Hyperspectral Image Spatial Super-Resolution via 3D Full Convolutional Neural Network

Description

In this paper, they want to increase the spatial resolution of hyperspectral images to match with the different spacial resolution of the different imaging sensor technologies. For that they created a three-dimensional full CNN (3D-FCNN) to perform super resolution of hyperspectral images.

To do that they exploit both the spatial context of neighboring pixels and spectral correlation of neighboring bands. Changing the 2D convolution to a 3D convolution.

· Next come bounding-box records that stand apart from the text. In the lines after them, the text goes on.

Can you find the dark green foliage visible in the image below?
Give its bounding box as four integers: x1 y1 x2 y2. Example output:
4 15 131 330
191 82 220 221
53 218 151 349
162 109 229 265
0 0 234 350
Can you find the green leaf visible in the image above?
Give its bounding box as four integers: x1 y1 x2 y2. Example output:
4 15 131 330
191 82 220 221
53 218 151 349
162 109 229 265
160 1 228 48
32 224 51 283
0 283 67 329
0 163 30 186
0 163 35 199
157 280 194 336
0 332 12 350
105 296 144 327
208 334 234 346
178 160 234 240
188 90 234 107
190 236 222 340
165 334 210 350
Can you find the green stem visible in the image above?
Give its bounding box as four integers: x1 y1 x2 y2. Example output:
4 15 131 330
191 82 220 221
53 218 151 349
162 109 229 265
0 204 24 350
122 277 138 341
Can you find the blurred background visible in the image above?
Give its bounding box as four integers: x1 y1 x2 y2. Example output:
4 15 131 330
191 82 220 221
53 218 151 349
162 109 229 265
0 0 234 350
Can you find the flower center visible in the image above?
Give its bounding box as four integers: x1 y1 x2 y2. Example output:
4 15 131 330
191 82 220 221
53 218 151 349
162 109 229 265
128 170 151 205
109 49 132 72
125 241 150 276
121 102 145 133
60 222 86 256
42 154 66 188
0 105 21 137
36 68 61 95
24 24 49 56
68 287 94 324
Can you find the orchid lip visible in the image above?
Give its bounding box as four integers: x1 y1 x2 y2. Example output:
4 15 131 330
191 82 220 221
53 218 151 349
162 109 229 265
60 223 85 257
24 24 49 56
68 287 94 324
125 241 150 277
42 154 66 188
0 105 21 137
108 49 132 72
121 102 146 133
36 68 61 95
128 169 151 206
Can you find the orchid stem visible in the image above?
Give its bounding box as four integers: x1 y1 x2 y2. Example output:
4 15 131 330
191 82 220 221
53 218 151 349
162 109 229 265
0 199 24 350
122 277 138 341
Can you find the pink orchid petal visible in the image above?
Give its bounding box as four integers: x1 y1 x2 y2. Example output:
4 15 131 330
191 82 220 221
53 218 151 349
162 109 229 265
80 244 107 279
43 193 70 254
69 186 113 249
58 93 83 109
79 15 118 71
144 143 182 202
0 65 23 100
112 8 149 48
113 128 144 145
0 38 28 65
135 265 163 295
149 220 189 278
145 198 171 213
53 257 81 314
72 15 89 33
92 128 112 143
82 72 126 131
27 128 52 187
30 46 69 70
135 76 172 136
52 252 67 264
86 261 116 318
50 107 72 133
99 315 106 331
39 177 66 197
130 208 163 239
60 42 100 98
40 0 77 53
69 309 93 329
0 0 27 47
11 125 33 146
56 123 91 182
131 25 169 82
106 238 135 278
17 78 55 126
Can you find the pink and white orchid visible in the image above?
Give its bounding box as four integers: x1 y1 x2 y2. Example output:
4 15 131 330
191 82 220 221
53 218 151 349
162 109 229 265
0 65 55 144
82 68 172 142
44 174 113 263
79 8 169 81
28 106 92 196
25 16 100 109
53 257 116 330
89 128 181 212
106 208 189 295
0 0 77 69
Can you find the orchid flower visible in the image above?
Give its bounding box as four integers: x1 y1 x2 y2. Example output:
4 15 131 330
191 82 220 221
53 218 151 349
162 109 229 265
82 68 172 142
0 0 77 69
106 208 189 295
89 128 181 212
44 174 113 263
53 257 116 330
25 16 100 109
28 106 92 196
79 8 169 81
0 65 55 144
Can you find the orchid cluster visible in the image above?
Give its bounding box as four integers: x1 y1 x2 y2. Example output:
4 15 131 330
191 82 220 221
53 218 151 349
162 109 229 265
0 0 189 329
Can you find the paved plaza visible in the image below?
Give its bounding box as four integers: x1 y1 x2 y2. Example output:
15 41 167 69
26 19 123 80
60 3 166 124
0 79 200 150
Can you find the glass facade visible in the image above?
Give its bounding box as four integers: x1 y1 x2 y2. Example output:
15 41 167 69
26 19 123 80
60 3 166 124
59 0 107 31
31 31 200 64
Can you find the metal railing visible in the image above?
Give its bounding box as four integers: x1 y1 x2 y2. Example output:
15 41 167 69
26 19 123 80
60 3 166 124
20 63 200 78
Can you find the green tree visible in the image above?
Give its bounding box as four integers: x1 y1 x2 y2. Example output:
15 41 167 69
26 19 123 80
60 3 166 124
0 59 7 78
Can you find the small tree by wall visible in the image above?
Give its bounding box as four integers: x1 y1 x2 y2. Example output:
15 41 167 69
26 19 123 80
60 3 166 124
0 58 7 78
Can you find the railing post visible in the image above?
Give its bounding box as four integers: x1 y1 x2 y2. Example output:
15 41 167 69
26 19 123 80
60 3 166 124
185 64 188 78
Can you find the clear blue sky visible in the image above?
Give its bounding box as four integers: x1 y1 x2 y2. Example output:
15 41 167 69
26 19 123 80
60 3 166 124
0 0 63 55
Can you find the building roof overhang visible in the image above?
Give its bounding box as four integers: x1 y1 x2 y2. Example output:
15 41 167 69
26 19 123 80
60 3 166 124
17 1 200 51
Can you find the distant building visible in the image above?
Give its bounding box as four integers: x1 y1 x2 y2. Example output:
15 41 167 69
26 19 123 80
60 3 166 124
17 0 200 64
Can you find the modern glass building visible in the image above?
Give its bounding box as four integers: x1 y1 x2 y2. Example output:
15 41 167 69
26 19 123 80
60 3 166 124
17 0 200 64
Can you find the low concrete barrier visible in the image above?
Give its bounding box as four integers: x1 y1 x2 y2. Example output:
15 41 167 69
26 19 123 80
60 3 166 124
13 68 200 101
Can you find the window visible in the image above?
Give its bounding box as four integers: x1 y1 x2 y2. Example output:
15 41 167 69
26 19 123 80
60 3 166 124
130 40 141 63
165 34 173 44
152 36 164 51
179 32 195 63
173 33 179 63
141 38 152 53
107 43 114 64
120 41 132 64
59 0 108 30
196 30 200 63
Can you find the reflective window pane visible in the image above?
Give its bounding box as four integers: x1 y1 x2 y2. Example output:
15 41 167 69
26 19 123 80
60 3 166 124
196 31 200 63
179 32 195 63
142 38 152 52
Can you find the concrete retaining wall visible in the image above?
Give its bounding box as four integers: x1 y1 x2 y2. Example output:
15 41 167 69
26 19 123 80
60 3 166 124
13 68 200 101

The architecture of the proposed 3D-FCNN fully explores spatial-spectral features in the data cube. First, because of the low resolution of the input, they upscale the input of the desired output size using a bicubic interpolation. This step alleviates the spectral distortion during the 3D convolution. In the structure, we find four convolutional layers and the input image will be \(33 \times 33 \times c \times 1\), where \(33 \times 33\) is the spatial dimension, \(c\) the number of spectral layers and the \(1\) is the color channel for the HSI (Hyperspectral imaging). Between those four, the ‘ReLU’ function is used as activation function for nonlinear mapping.

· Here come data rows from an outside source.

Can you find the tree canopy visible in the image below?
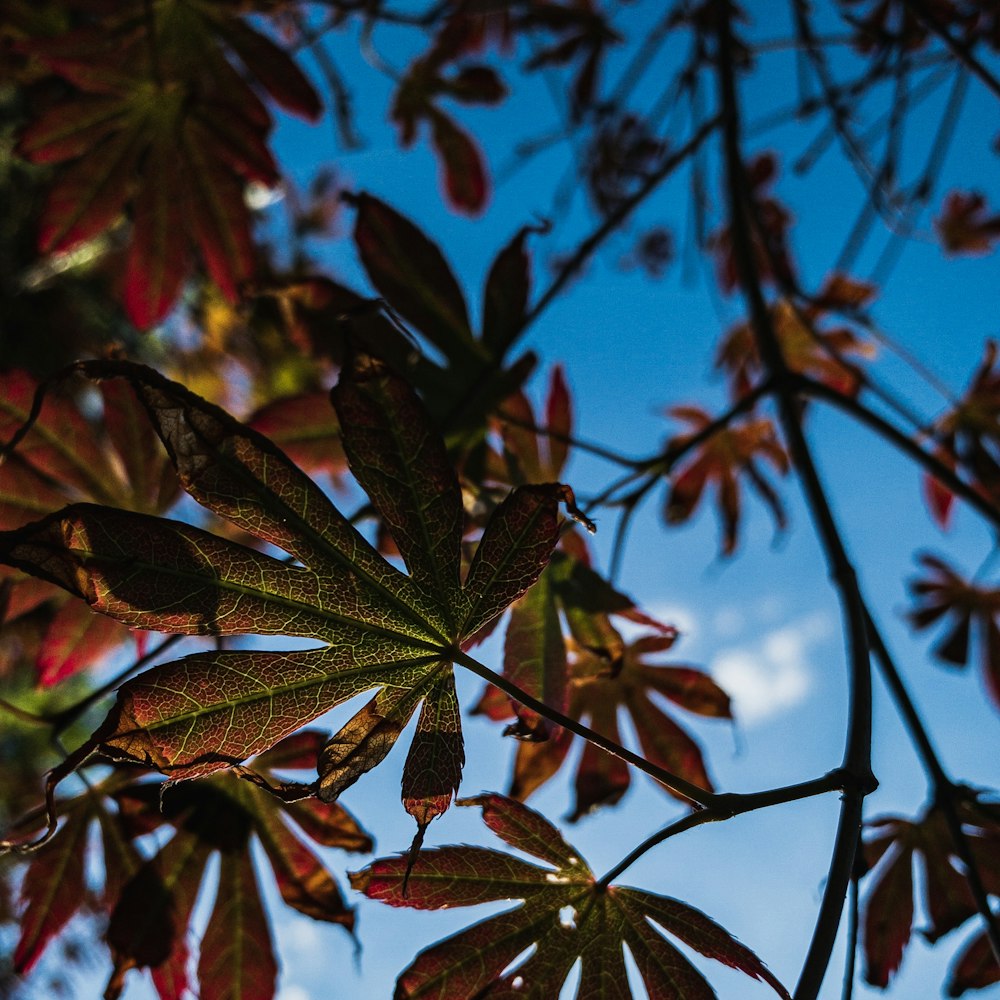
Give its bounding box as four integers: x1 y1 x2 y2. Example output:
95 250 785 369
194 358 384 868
0 0 1000 1000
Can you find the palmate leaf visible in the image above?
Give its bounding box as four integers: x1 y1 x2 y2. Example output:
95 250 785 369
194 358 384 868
909 552 1000 709
0 370 178 685
664 406 789 556
924 340 1000 528
351 794 788 1000
13 792 142 975
863 802 1000 984
0 358 568 840
19 0 321 326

In the table below, we have the size of the different kernel associated with layers.

To provide border effects they don’t add any padding in any convolutions. At the end the cost function, is the MSE (mean squared error) between outputs and ground-truth.

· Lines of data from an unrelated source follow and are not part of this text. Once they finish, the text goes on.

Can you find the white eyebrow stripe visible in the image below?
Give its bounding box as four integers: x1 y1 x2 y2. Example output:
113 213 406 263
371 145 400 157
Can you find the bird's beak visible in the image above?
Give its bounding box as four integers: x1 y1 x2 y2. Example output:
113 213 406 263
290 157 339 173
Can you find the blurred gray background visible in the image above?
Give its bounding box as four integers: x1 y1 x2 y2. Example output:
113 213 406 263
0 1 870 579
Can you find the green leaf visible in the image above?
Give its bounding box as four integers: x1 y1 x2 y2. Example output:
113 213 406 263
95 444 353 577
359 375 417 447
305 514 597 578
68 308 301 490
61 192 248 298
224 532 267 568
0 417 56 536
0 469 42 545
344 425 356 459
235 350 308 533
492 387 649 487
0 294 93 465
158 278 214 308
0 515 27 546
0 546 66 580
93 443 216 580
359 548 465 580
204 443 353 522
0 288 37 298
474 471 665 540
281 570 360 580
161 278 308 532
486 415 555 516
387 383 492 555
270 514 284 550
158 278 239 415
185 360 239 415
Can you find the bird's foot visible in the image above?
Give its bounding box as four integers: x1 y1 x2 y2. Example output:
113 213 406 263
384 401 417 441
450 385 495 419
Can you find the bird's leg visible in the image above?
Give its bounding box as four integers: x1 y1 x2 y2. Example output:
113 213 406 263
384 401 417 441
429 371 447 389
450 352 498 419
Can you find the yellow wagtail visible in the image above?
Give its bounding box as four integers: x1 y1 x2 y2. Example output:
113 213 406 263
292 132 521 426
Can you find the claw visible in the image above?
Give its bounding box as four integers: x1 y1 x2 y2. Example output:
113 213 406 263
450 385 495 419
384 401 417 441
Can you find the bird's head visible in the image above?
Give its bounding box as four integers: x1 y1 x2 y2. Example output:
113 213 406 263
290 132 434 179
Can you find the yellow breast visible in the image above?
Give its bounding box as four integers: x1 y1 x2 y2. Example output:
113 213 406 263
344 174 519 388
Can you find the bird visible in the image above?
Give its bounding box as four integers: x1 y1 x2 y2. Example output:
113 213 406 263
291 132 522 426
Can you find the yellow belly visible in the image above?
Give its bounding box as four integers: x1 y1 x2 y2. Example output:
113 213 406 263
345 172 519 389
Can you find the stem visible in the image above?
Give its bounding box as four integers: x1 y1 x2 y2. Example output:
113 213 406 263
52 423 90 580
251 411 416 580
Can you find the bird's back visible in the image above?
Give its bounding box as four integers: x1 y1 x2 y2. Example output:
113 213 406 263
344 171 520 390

Train with good parameters they want to use this trained network on different datasets obtained from the same sensor.

Results

In this paper, they use the mean peak signal-to-noise ratio (MPSNR) and the mean structural similarity (MSSIM) to evaluate the spatial performance of the system. To provide a score on the spectral performance they used spectral angle mapper (SAM) between the reconstructed spectra and their corresponding ground-truth spectra. To simulate low spatial-resolution HSIs, they down-sampled the images by a factor of 2 and to test the robustness of the architecture they add different levels of noise (SNR or signal-to-noise ratio).

The results show a clear victory for the 3D-FCNN even with noise. The proposed 3D-FCNN based algorithm also achieves best spatial reconstruction for all the cases. The proposed 3D-FCNN based algorithm provides much better spectral fidelity no matter the dataset.

But those results have a cost, on an NVIDIA GTX1070 with 16GB memory, that takes 20h to train the model with 150 samples.